A poll has found many of them believe they’ll have a worse life than their parents

British teenagers believe their generation will have a worse life than their parents, according to a new poll.

Money, jobs and climate change were named among the concerns of 1,001 teenagers aged 14 to 17 who were questioned by YouGov for children’s charity Barnardo’s.

When asked to imagine their lives at the age of 30 years, 55% of teenagers said they believed their lives would be worse than the previous generation while another 34% thought the next generation of children’s lives would not be any better.

Some 9% said they felt “hopeless” about their future.

One teenager said: “Everyone is struggling these days. My mum struggles to pay the bills and she’s a nurse with a master’s degree.

“I’m not that clever, so imagine my life will be harder than hers. We used to be able to go on holidays but mum can’t afford it any more.”

Another said: “My parents got their mortgage at 21. I don’t think people my age will be able to do that.”

Money worries were something that 19% felt they would struggle with, as they believed they would not have enough money at 30 to live comfortably.

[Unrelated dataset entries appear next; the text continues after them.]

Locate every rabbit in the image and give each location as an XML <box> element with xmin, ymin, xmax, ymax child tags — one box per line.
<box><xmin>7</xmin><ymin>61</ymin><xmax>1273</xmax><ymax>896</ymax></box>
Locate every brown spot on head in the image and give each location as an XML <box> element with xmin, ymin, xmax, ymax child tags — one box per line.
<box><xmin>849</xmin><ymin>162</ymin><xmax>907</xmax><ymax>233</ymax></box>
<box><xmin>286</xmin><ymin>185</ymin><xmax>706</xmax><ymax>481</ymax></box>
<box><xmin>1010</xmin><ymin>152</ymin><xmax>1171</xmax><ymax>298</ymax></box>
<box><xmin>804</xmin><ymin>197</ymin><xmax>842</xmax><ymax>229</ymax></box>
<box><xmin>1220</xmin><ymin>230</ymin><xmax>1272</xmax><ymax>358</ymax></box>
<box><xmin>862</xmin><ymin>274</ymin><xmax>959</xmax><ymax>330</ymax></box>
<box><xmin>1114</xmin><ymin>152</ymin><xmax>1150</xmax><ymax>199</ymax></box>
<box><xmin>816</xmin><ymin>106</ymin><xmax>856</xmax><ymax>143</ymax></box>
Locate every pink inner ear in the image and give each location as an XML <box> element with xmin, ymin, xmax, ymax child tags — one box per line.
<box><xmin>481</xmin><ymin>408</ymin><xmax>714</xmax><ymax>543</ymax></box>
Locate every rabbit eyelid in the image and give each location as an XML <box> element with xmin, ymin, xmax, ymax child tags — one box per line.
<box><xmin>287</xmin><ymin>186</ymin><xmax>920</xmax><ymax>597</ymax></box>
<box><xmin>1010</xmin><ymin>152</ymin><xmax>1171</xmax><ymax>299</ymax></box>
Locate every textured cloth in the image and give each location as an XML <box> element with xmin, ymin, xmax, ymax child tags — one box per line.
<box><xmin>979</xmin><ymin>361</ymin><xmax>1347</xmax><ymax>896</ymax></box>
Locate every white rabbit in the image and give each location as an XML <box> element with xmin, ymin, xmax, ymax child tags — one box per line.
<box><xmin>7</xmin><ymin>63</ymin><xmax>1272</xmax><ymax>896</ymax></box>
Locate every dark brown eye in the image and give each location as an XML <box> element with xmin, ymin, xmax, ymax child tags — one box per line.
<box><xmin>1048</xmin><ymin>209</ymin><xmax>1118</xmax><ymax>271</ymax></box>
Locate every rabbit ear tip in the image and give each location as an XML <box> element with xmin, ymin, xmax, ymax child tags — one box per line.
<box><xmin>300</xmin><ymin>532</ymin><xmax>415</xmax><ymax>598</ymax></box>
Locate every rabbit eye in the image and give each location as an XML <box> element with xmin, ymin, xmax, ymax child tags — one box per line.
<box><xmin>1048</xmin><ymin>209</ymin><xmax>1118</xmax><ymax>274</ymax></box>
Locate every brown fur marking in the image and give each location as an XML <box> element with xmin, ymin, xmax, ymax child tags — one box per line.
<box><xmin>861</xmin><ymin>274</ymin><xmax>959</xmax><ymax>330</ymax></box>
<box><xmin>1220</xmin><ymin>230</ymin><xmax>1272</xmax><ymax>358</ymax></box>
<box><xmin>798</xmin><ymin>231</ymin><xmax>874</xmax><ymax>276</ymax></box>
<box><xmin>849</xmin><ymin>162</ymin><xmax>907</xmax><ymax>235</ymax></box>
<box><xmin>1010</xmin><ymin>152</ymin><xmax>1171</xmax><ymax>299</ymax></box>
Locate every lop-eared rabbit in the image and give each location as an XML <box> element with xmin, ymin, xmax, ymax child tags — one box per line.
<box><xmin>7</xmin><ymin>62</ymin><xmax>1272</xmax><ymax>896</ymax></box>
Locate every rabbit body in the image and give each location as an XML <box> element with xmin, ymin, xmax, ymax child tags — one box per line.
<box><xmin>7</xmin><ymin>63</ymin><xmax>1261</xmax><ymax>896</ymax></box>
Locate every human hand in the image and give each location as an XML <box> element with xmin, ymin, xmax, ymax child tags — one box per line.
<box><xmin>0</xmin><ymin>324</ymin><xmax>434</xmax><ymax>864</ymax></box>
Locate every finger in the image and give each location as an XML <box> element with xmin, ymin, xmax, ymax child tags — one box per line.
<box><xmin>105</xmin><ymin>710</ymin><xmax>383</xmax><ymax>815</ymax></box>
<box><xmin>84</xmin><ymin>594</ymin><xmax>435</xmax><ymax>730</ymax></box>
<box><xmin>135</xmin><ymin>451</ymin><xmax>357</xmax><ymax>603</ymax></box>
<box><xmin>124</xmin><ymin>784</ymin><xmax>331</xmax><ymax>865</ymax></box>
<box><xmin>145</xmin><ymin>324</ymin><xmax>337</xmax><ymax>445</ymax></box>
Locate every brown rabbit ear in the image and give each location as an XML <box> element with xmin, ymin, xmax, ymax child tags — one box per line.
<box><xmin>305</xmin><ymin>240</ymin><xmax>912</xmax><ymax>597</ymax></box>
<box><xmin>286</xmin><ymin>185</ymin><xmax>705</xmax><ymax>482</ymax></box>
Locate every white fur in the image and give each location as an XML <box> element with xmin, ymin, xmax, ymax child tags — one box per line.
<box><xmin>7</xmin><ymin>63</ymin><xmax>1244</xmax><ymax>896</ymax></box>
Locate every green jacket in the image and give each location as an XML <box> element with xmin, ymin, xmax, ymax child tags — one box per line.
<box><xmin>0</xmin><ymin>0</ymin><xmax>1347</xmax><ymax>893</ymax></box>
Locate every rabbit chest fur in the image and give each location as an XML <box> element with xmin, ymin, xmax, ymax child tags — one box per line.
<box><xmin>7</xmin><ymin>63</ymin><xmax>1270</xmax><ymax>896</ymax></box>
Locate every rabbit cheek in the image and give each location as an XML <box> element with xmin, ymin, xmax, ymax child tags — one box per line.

Some 10% of the teenagers felt they were unable to change their futures.

Barnardo’s chief executive Lynn Perry said the fact that children believe their lives will be harder than their parents “is a sign the social contract is broken and we’re at risk of failing the next generation”.

She added: “It’s our job to make the world better for our children, not worse.”

A bleak picture of children’s lives in the UK is revealed in a new report from Barnardo’s – Changing Childhoods, Changing Lives – which looks at how issues such as the cost of living, Covid pandemic and environmental concerns are having an impact.

The charity forecasts that circumstances could get tougher, with spiralling children’s mental health problems, increased risk of online exploitation and a rising number of youngsters in care.

Ms Perry added: “Children are constantly being bombarded with news of the challenges they face – from worsening inequality and environmental concerns to health worries and an out-of-control housing market.

“None of this is of their making but it’s just not right that children are left to dread the years ahead instead of feeling excited about their future. We know that to be especially true for children from disadvantaged backgrounds.”